ENCODE is back, and Larry Moran is on it


The ENCODE project is a massive international program to get papers in Nature, and as Larry notes is better described as a publicity campaign than a research project. Every couple of years they pop up with another paper with sensational, but unfounded, claims — in 2012, for instance, they claimed that 80% of the genome was functional, using a wobbly and useless definition of “functional”, and the creationists loved it. They still fling that claim in my eye every time I engage them.

But this time around they’ve dialed the hype-meter down, which is good, I guess. It does mean the paper is dry as dust and not particularly interesting, with nothing but description.

Both of these publicity campaigns, and the published conclusions, were heavily criticized for not understanding the distinction between fortuitous transcription and real genes and for not understanding the difference between fortuitous binding sites and functional binding sites. Hundreds of knowledgeable scientists pointed out that it was ridiculous for ENCODE researchers to claim that most of the human genome is functional based on their data. They also pointed out that ENCODE researchers ignored most of the evidence supporting junk DNA.
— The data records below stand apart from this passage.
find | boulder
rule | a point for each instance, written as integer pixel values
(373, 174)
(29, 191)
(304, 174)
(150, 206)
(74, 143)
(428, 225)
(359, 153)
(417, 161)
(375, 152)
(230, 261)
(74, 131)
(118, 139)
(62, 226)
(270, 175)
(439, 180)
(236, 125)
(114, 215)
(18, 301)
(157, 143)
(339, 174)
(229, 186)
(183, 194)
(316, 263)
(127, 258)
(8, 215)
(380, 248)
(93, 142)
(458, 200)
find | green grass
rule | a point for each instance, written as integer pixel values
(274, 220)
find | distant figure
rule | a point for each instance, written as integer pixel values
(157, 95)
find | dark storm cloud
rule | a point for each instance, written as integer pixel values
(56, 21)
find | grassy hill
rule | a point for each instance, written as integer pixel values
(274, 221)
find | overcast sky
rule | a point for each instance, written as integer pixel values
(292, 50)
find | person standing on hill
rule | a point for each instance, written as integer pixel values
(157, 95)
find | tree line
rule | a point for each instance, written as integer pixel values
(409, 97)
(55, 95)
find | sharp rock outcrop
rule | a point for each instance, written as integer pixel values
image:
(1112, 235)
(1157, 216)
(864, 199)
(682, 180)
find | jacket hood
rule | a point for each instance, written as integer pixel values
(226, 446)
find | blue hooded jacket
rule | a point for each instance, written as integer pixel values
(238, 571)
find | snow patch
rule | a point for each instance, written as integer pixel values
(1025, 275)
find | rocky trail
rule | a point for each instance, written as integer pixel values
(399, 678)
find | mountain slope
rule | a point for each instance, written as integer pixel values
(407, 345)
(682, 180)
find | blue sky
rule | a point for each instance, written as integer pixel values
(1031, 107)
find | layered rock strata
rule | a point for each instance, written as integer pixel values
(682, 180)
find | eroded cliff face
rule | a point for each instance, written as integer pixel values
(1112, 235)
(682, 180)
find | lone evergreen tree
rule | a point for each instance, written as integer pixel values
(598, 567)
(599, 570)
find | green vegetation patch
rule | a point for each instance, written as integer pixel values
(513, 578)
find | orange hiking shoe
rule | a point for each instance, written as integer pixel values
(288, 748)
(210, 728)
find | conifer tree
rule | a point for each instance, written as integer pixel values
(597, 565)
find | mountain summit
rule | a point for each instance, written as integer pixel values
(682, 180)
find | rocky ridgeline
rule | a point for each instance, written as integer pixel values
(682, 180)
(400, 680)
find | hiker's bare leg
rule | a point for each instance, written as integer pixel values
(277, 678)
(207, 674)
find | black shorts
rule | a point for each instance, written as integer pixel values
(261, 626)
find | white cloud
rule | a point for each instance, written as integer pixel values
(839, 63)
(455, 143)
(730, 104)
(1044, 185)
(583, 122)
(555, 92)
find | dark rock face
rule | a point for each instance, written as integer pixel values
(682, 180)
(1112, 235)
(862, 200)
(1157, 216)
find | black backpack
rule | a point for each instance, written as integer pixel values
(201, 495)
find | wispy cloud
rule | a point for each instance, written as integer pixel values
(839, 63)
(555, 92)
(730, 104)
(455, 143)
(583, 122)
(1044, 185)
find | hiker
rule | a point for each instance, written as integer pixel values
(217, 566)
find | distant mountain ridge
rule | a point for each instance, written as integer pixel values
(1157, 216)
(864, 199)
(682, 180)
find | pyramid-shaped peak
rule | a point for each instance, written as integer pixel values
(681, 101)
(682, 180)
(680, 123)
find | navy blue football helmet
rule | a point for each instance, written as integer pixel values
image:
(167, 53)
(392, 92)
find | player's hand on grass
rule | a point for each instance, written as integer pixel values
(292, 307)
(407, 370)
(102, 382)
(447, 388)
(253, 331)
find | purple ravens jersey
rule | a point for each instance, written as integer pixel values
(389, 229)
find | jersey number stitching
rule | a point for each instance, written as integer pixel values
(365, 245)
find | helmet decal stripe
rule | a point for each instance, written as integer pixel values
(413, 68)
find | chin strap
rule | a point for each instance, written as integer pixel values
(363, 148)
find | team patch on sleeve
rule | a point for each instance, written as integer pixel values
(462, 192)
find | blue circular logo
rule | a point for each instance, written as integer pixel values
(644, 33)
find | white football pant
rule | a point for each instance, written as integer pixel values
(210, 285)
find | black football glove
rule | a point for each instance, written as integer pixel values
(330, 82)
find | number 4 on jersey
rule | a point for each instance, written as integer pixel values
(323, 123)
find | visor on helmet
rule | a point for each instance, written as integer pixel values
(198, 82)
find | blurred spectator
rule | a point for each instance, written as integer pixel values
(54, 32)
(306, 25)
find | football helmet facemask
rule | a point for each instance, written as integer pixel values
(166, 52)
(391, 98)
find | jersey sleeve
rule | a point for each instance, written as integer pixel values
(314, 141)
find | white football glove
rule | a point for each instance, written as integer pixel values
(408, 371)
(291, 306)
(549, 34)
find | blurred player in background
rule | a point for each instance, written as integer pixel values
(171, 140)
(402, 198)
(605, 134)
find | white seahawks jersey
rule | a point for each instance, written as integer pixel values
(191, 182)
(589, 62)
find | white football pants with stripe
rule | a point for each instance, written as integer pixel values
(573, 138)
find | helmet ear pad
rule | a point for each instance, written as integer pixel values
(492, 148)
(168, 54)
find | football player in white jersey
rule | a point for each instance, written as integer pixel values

ENCODE 3 has just been published and the hype has been toned down considerably. Take a look at the main publicity article just published by Nature (ENCODE 3). The Nature article mentions ENCODE 1 and ENCODE 2 but it conveniently ignores the fact that Nature heavily promoted the demise of junk DNA back in 2007 and 2012. The emphasis now is not on how much of the genome is functional—the main goal of ENCODE—but on how much data has been generated and how many papers have been published. You can read the entire article and not see any mention of previous ENCODE/Nature claims. In fact, they don’t even tell you how many genes ENCODE found or how many functional regulatory sites were detected.

In summary,

The ENCODE Consortium seems to have learned only two things in 2012. They learned that it’s better to avoid mentioning how much of the genome is functional in order to avoid controversy and criticism and they learned that it’s best to ignore any of their previous claims for the same reason. This is not how science is supposed to work but the ENCODE Consortium has never been good at showing us how science is supposed to work.

What it is is good public relations. Gotta keep the money flowing in and papers flowing out, you know.

Comments

  1. Matt G says

    When I saw this on the cover of Nature, the first person I thought of was Larry. Glad it brought him out of hibernation.

  2. nomdeplume says

    Have there always been scientists more concerned with fame and fortune than with science? Asking for a friend.

  3. hemidactylus says

    PZ and Larry are the curmudgeonly balcony muppets Statler and Waldorf. Of course Statler approves when Waldorf skewers ENCODE.